The thing is, we would like the Cartesian coordinates, not the rectangular coordinates. We're working on a Cartesian grid, after all. This happens to be very simple. Above I noted (using slightly-different notation), C(x',y') → R(2x, y). Because we Know R(x',y') → H(2x + y, 3y), we can just plug in the Rectangle-to-Cartesian transformation into the Hex-to-Rectangle transformation: C(x',y') → H(2(2x + y), 2(3y)) = H(4x + 2y, 6y). Thus, to transform between hex coordinates and Cartesian coordinates, we have C(x',y') → H(4x + 2y, 6y). Simple enough.

Lastly, we will likely want to convert from Cartesian coordinates to Hex coordinates. This could be complicated depending on the transformation. Luckily for us, it's simple. We can use the transformation we already have. Basically, we have the following equations above (after swapping the variables around):
x = 4x' + 2y'
y = 6y'

And now we solve for, in the first equation, x', and in the second equation y'. For the second equation, this is simple:
y' = y/6

The second equation gives us
x' = (x - 2y')/4 = (x - 2y/6)/4) = x/4 - y/12

Thus, our transformation is H(x',y') → C(x/4 - y/12, y/6). This transformation will, though, will generate non-integer values, which are not actually meaningful for our hexadecimal coordinate system. Thus, we simply need to floor the resultant values: C( floor(x/4 - y/12), floor(y/6) ). This gives our transformation. Once again, you can test with a few sample points, like those above, to verify this is true.
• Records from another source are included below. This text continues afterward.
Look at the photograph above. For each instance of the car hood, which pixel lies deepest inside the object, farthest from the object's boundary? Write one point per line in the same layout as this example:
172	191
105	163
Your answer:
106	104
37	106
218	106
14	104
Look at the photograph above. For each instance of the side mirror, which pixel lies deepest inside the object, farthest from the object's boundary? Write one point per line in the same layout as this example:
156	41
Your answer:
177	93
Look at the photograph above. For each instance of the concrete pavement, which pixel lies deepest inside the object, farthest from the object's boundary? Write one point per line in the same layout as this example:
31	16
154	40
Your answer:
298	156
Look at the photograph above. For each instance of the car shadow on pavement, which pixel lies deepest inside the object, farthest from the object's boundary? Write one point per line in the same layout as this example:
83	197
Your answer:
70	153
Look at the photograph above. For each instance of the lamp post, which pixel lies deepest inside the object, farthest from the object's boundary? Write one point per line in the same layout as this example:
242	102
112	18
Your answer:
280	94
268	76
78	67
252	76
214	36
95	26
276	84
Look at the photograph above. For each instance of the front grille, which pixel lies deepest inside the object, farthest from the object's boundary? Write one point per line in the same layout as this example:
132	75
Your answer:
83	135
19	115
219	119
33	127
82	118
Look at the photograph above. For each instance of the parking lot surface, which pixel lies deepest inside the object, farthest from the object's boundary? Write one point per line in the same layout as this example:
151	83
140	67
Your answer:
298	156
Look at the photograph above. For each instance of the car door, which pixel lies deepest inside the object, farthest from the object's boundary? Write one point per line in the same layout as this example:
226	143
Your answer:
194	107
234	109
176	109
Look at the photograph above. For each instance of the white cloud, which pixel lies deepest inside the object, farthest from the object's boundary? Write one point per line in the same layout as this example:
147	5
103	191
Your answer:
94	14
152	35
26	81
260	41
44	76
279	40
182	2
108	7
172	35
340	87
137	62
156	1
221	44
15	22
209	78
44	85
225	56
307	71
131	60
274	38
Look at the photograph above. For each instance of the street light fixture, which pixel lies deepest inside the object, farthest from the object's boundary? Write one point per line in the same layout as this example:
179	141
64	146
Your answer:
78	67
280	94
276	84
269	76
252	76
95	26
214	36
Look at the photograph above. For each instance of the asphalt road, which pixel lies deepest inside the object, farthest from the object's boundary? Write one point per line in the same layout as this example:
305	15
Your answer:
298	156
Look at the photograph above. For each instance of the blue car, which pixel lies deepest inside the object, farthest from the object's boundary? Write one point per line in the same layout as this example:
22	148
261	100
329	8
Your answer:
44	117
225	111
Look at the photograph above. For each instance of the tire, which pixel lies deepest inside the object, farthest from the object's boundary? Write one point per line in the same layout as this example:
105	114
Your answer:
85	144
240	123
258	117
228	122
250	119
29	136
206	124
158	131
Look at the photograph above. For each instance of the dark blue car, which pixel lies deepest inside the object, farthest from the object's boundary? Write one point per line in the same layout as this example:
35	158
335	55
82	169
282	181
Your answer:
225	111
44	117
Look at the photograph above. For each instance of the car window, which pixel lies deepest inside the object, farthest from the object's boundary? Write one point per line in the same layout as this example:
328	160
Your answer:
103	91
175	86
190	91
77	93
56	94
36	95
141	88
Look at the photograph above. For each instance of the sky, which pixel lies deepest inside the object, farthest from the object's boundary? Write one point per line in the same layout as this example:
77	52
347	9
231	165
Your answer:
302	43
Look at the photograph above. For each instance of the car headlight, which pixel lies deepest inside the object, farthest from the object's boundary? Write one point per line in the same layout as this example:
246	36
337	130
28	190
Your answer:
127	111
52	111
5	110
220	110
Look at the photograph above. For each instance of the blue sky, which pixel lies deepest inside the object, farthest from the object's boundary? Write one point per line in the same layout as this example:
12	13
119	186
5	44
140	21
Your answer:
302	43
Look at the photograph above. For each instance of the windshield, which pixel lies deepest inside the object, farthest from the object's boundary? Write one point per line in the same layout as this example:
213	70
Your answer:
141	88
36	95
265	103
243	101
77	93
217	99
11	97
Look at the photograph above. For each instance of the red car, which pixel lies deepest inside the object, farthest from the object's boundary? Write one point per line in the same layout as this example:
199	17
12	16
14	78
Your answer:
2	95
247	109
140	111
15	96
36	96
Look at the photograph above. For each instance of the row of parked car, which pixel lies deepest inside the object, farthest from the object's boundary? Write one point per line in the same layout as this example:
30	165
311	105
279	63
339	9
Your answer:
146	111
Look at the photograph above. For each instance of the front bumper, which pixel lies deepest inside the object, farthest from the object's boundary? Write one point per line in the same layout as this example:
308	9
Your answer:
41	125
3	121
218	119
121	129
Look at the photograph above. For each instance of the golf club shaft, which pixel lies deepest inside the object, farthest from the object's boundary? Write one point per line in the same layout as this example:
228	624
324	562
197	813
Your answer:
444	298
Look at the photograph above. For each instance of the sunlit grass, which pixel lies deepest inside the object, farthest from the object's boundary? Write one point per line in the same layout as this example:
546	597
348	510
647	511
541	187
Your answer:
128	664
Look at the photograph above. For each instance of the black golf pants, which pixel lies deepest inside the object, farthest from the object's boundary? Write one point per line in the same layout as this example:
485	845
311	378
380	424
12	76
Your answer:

Now, because BYOND uses a positive Cartesian grid (meaning that BYOND only uses the first quadrant of a Cartesian grid), this isn't necessarily the best layout to use. In fact, it may be better to shift the hex grid up by one, so that the very hexagon at H(0,0) is completely on the map. This means that when we convert from Hex coordinates to Cartesian coordinates, we need to subtract one from the transformation, and add one when we convert from Cartesian coordinates to Hex coordinates. These leaves our transformations as follows:

C(x',y') → H(4x + 2y - 1, 3y)
H(x',y') → C(x',y') → ( floor(x/4 - y/12 + 1), floor(y/6) )

As it happens, this means our translation is no longer a linear transformation (in fact, it becomes an affine transformation), but this doesn't matter for most applications, and it greatly simplifies things.

And thus, we have the mathematics of one potential regular hexagon grid and coordinate system in BYOND. This isn't necessarily the best for every game. For example, someone may want to have the flat portion of the hexagons be at the bottom, rather than the sides, which requires different mathematics. Or they may want differently-sized hexagons. Still, using this you should be able to get a start on what the mathematics of the transformations for your system need to be!
Another wonderfully interesting article from Fizzy. I wish you wrote in your blog more often, honestly.

P.S> When did spam bots hit BYOND?
What happened with that online game dev company that was interested in you?
Airjoe wrote:
What happened with that online game dev company that was interested in you?

They sent me an email. I sent an email back. Then nothing. I get the feeling they were never terribly interested in anything, so I just quit caring about it.
This was an interesting post. I feel like you had a mathematical error in there, though. Good job!